AMENDED AND RESTATED SUPPLEMENTAL AGREEMENT AND AMENDMENT

TO

AMENDED AND RESTATED CREDIT AGREEMENT

THIS AMENDMENT (the “Amendment”) is executed as of September 12, 2008 (“Execution Date”) and amends that certain AMENDED AND RESTATED SUPPLEMENTAL AGREEMENT AND AMENDMENT TO AMENDED AND RESTATED CREDIT AGREEMENT, executed as of July 30, 2008 (the “Supplement”), by and between LSQ Funding Group, L.C. (“LSQ”) and BRE LLC (collectively “Lender”), and Tri-S Security Corporation (“Tri-S”), for itself and as agent for Paragon Systems, Inc., The Cornwall Group, Inc., Vanguard Security, Inc., Forestville Corporation, Vanguard Security of Broward County, Inc., On Guard Security and Investigations, Inc., Armor Security, Inc., Protection Technologies Corporation, International Monitoring, Inc., and Guardsource Corp (collectively, “Borrower”), and amends Section 1.1 of the Credit Agreement (as defined below).

WHEREAS, Lender and Borrower have, entered into that certain AMENDED AND RESTATED CREDIT AGREEMENT, dated as of December 31, 2007, as the same may be amended from time to time (the “Credit Agreement”), and pursuant thereto, Lender has made the Term Loan;

WHEREAS, Borrower and LSQ have entered into a Loan and Security Agreement, dated as of December 31, 2007, as the same may be amended from time to time (the “ABL Agreement”), and pursuant thereto LSQ may make Advances to Borrower on the terms set forth therein; and

WHEREAS, Borrower has requested and Lender has agreed to the terms of the Credit Agreement as supplemented by the Supplement and this Amendment;

NOW, THEREFORE, for valuable consideration, the parties hereby agree as follows:


1. Paragraph 1 of the Supplement is hereby amended and restated as follows:

Within five Business Days of the end of each month that any portion of the Term Loan is outstanding, in addition to all other fees and interest due under the Credit Agreement, and as long as any Unbilled Accounts are included in the Borrowing Base for purposes of making an Advance under the ABL Agreement, Borrower shall pay a monthly fee (“Overadvance Fee”) to Lender equal to: i) from September 1, 2008, until December 31, 2008, one and one-quarter percent (1.25%), and after January 1, 2009 one and three-quarter percent (1.75%) of the Highest Daily Overadvance, less ii) $60,000, or such lesser amount as will reduce the Overadvance Fee to $0. As used herein, the term Highest Daily Overadvance shall mean the highest daily total in any given month of the: a) outstanding Term Loan, plus b) the outstanding Advances, less c) the Borrowing Base.

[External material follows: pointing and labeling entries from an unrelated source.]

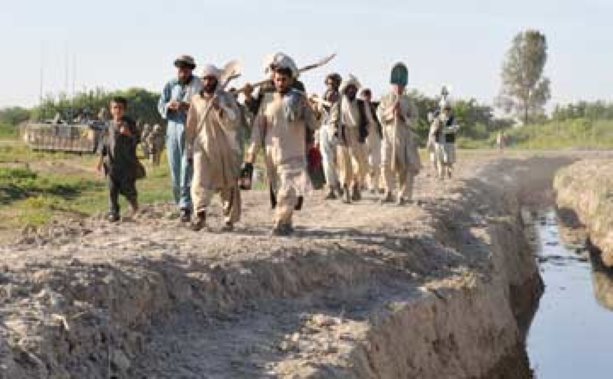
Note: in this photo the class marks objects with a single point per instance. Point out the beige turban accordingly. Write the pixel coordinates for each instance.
(210, 70)
(351, 80)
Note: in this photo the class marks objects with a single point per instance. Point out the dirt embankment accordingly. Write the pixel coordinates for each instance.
(585, 189)
(445, 288)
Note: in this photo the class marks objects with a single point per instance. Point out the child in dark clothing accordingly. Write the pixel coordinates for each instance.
(118, 158)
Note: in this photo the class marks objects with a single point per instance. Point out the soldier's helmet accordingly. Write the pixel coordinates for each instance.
(400, 74)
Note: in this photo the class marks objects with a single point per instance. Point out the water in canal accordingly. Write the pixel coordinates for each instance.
(571, 335)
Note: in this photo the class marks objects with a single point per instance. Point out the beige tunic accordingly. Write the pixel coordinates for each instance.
(213, 145)
(400, 158)
(353, 160)
(283, 139)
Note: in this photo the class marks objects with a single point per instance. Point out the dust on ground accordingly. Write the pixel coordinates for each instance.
(150, 297)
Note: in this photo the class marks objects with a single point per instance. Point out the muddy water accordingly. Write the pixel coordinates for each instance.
(571, 335)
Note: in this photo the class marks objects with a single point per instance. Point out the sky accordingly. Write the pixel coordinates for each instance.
(118, 44)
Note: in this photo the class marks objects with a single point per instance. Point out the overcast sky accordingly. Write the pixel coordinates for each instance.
(119, 44)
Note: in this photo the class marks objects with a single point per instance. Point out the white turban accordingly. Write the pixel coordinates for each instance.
(268, 61)
(211, 70)
(281, 60)
(445, 103)
(350, 80)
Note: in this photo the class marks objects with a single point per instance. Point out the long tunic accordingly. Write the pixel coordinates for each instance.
(212, 141)
(398, 135)
(280, 129)
(119, 151)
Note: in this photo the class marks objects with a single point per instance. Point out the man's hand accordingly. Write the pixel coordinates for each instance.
(183, 106)
(398, 111)
(215, 103)
(248, 90)
(125, 131)
(173, 105)
(99, 167)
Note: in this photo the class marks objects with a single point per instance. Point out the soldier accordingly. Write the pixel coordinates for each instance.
(145, 141)
(212, 124)
(353, 130)
(270, 62)
(156, 141)
(328, 138)
(400, 159)
(173, 106)
(280, 129)
(103, 115)
(443, 131)
(373, 142)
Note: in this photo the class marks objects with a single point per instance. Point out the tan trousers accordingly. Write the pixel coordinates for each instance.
(202, 195)
(352, 160)
(404, 178)
(373, 143)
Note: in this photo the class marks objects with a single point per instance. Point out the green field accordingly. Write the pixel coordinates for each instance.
(36, 187)
(569, 134)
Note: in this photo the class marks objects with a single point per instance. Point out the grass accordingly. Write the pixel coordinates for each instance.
(570, 134)
(36, 187)
(8, 132)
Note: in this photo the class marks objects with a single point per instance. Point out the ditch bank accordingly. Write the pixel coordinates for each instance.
(585, 194)
(443, 288)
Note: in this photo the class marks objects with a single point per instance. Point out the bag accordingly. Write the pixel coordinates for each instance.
(245, 180)
(141, 173)
(315, 168)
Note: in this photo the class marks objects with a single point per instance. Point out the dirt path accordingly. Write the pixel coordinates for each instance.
(149, 298)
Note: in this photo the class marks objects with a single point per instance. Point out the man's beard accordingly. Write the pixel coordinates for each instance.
(210, 89)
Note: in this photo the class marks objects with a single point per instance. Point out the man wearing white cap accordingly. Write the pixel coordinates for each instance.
(353, 130)
(173, 106)
(280, 129)
(270, 62)
(212, 144)
(442, 133)
(399, 156)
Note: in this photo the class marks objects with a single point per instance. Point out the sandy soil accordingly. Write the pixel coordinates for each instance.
(148, 297)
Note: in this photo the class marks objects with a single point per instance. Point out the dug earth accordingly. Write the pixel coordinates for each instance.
(585, 189)
(442, 288)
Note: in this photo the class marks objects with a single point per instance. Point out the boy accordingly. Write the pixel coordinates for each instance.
(118, 157)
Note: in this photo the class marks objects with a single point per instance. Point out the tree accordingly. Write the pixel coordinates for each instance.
(142, 104)
(525, 90)
(14, 115)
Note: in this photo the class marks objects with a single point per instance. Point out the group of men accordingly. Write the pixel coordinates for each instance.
(364, 145)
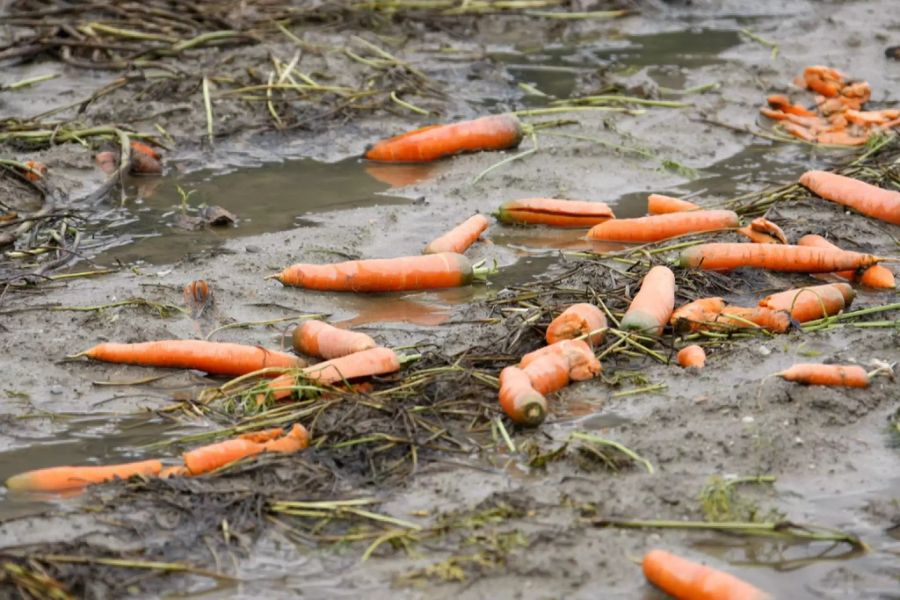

2. Upon execution of this Amendment, Tri-S shall issue to Lender a four-year warrant, in the form of Exhibit “A” attached hereto, to purchase 125,000 shares of Tri-S common stock at an exercise price equal to 110% of the closing sales price per share of the Tri-S common stock on the Execution Date. Notwithstanding anything herein or in the Supplement to the contrary, all warrants to purchase Tri-S common stock issued pursuant to this Amendment or the Supplement shall not be exercisable in the aggregate for greater than 420,000 shares of Tri-S common stock.

3. The definition of “Term Loan Maturity Date” in Section 1.1 of the Credit Agreement is hereby amended and restated as follows:

“Term Loan Maturity Date” means, with respect to the Term Loan, March 28, 2010, or such earlier date as is required pursuant to any agreement or note that is entered into or is issued in connection with the Term Loan.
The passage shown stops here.